Marta Eugenia Acosta Zúñiga (born 4 June 1959) is a Costa Rican administrator and public official who has served as the 12th Comptroller General of Costa Rica since 2012. She previously served as Deputy Comptroller General from 2004 to 2012. Acosta was appointed Comptroller General by the Legislative Assembly in May 2012 and was re-elected in April 2020 for a second eight-year term.

== Biography ==
Acosta was born on 4 June 1959 in Puntarenas, Costa Rica. She earned a bachelor's degree in business administration with an emphasis in accounting from the University of Costa Rica in 1986. She subsequently completed the coursework for a Master of Business Administration at the Universidad Panamericana in 1994 and obtained a master's degree in public management and finance from the International Center for Economic Policy for Development at the National University of Costa Rica in 2010. She has been a member of the Costa Rican Association of Public Accountants since 1986, and is also a certified government auditor through the Global Institute of Auditors in the United States.

Early in her career, Acosta worked in public-sector auditing and internal control and in areas related to government procurement and contracting. She was a professional auditor at the Office of the Comptroller General between June 1983 and October 1998. From November 1998, Acosta served as a national and international consultant and advisor. Between January and September 2004, she worked in Nicaragua as a consultant for KPMG Cárdenas Dosal on a project concerning the efficiency and transparency of government procurement. The project was financed by the Inter-American Development Bank and involved the inspection of government purchasing and contracting processes.

In September 2004, Acosta was appointed Deputy Comptroller General of Costa Rica. She held the position until May 2012, serving under Comptroller Generals Alex Solís Fallas and Rocío Aguilar Montoya. In May 2012, the Legislative Assembly appointed Acosta Comptroller General of the Republic for an eight-year term running from 22 May 2012 to 7 May 2020. She received 38 votes from the 47 legislators present.

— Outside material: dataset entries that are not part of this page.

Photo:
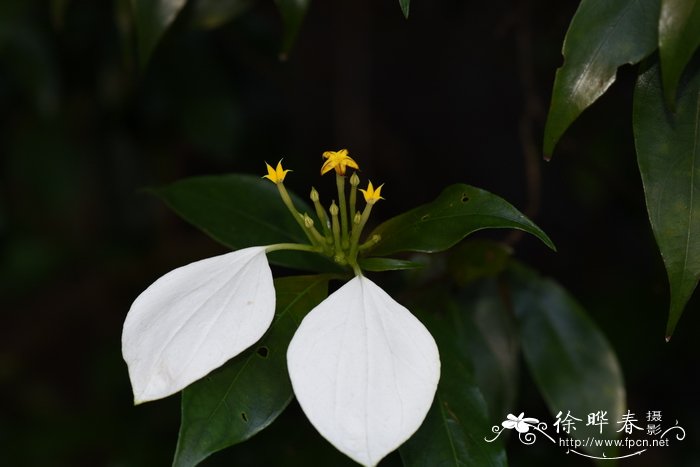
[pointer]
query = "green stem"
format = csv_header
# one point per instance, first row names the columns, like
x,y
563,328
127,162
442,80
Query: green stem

In April 2020, the Legislative Assembly re-elected Acosta Comptroller General for another eight-year term. She received 43 votes in the first round of voting, with 13 candidates having been considered during the selection process. Her second term began in May 2020. Acosta's tenure has extended across five presidential administrations: Laura Chinchilla (2010–2014), Luis Guillermo Solís (2014–2018), Carlos Alvarado (2018–2022), Rodrigo Chaves (2022–2026), and Laura Fernández (2026–present). Her current term as Comptroller General runs until May 2028.